Des caractéristiques différentes selon les modèles
Il faut cependant bien les distinguer. Les caractéristiques et les modes de fonctionnement sont différents. L´Enomix nécessite une pompe alors que le turbopigeur et le pigeur autonome fonctionnent indépendamment. Il est spécifique aux rouges alors les deux autres peuvent également servir au bâtonnage des blancs. Leurs capacités extractives ne sont pas identiques : le pigeur autonome d´Egretier et l´Enomix sont les plus puissants bien que la puissance de l´Enomix soit directement dépendante de la pompe. Quoiqu´il en soit, ces « pigeurs » sont aujourd´hui de plus en plus prisés et leur utilisation se démocratise dans le milieu vinicole. L´Enomix est déjà commercialisé à plus de quarante exemplaires (depuis son lancement l´an dernier), Socma a vendu plus de 1 000 turbopigeurs en moins de cinq ans et Egretier une vingtaine de pigeurs autonomes.

Le Turbopigeur de Socma
Le turbopigeur est un appareil qui fonctionne en indépendance (ni pompe ni tuyaux). Il permet aussi le bien le remontage des rouges que le bâtonnage des blancs (inversion du sens de la pompe). Il est également utilisé pour homogénéiser une cuve lors d´un sulfitage ou d´un collage par exemple. Plusieurs options sont possibles : chapeau déflecteur qui assure une dispersion du liquide sous forme de corolle, double 1/2 coude qui permet une rotation automatique, un coude rotatif enfin assure la concentration de la totalité du flux sur alternativement toutes les zones du chapeau pour le faire basculer. Un variateur de vitesse fait varier le débit (maximum : 670 hl/heure), un système de diffuseur de gaz (Socma ou Onodev) permet des remontages aérés. Pour Denis Caboulet de l´ITV de Narbonne, le turbopigeur est un appareil très simple de conception et d´utilisation. « Son principal avantage réside dans sa facilité d´emploi et de nettoyage. » Il précise toutefois que le travail se rapproche plus d´un remontage que d´un pigeage : « en fait un remontage énergique ».

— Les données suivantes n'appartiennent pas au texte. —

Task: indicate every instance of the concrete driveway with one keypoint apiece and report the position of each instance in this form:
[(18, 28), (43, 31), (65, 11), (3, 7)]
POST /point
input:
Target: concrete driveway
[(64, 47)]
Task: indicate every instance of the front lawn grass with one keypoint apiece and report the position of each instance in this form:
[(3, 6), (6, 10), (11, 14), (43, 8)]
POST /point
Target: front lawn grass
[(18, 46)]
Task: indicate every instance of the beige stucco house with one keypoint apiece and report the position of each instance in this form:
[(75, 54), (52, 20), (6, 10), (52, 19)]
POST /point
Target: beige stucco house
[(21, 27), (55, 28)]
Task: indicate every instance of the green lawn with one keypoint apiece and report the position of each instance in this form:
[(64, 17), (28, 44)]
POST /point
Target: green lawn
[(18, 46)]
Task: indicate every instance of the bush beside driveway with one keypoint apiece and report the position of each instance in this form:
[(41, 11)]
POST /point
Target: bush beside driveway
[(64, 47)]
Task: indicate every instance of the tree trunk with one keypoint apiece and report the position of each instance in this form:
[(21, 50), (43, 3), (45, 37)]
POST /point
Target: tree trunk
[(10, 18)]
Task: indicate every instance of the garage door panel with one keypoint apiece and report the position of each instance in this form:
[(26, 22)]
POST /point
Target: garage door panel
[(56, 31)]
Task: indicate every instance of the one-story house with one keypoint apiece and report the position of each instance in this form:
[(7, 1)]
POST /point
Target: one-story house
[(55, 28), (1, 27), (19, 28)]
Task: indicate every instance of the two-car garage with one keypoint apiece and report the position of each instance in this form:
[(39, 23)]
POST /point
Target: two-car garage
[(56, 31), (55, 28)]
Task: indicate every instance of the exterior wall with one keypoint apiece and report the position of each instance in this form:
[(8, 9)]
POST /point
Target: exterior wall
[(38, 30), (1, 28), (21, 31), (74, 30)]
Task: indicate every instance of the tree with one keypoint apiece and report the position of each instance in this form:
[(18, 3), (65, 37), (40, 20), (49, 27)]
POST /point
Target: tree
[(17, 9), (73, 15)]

Et d´ajouter que « 20 minutes suffisent avec le turbopigeur pour remonter 200 hectolitres de jus quand il faut 1 ou 2 heures avec un remontage classique. » De plus, « cet appareil ne nécessite pas de tuyaux et ne demande aucune surveillance : il suffit de le déplacer de cuve à cuve. » Le turbopigeur a été critiqué pour sa faible capacité à immerger le chapeau. « L´ancien système formait une corolle de vin peu puissante qui engendrait des passages préférentiels. Les derniers perfectionnements, comme le coude orientable, permettent aujourd´hui d´atteindre cet objectif. » Cyril Chamontin du château de la Négly à Fleury d´Aude (11) utilise le turbopigeur pour des remontages considérant « qu´il est plus efficace qu´un remontage traditionnel avec les avantages de ne pas créer de passages préférentiels, de gagner en personnel et surtout en temps. » Ayant également testé le pigeur Egretier « qui exige deux personnes pour le manipuler », il souligne que « le turbopigeur n´en demande lui qu´une seule. »

L´Enomix de Pera
L´objectif de l´Enomix est d´éclater le chapeau de marc grâce à la puissance du jet. Contrairement aux autres « pigeurs », il nécessite une pompe d´une capacité de 250 à 300 hectolitres. C´est la pompe qui détermine ici la puissance du jet. Un moteur assure une trajectoire en spirale du jet de façon à répartir le jus sur l´intégralité de la surface du chapeau. Pour s´adapter à la forme des cuves, un système permet de réguler l´angle d´inclinaison, l´idéal étant bien sûr la cuve cylindrique.
Pour Jean Marie Hérail, onologue conseil à Pézenas, l´Enomix est l´appareil qui permet une extraction optimum. « L´Enomix, certes nécessite une pompe de bonne capacité mais c´est le meilleur outil pour avoir des vins structurés, gras, à couleur stable. Si les autres pigeurs (testés avant perfectionnements), juge Jean Marie Hérail font un travail qui s´apparente plus à un remontage classique, l´Enomix est l´appareil qui correspond le mieux à ce que l´on attend pour travailler un marc. »

Il précise que « l´avantage de l´Enomix, outre sa capacité d´extraction, réside dans sa facilité de travail : on peut le laisser tourner sans surveillance et se contenter de le changer de place. De plus, explique-t-il, sa légèreté le rend très maniable. » Denis Caboulet nuance un peu ces propos. « C´est un appareil qui reste cher par rapport au gain de facilité de travail : on a toujours besoin d´une pompe et de tuyaux. »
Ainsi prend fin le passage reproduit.